VLT routinely asks remainder interest donors to sign a release of their life interest at place the document in escrow. The instructions to the escrow agent are to deliver the release to VLT, if the donor’s physician determines that due to physical or mental incapacity, the donor is unlikely to ever be able to use and enjoy the property again. This allows the life tenants to be relieved of the burden of carrying the property, while allowing the land trust to begin the process of selling it. The release may be accompanied with a second charitable deduction.
For the land trust, there are the usual hazards and risks associated with any acquisition of real estate. You must do a thorough hazardous waste assessment, obtain clear title, and take the other steps required
to complete your due diligence. The land trust must also be prepared to cover the taxes, insurance and normal maintenance for a period of time, perhaps for several years after you acquire it, until the property is sold. In some cases, it may also need to pay for certain improvements, such as the removal of asbestos or lead paint, to make the property more attractive for resale.

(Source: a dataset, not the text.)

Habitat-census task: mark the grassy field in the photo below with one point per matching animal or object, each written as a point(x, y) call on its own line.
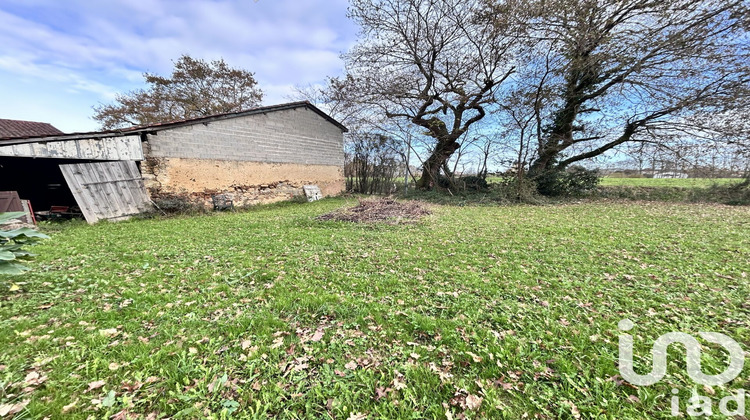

The very best candidates for remainder interest gifts are people who have already advised you that they are leaving their house or land to your organization at their death. Gifting a remainder interest now means the bequest is being made “with warm be considering the possibility, but have not acted on it yet.
But don’t overlook the rest of your membership. Some members may have already included your organization in their wills, but have not told you. Others may be considering the possibility, but have not acted on it yet.The unique confluence of enhanced tax benefits and low discount rates makes 2011 the ideal time for donors to consider a remainder interest gift.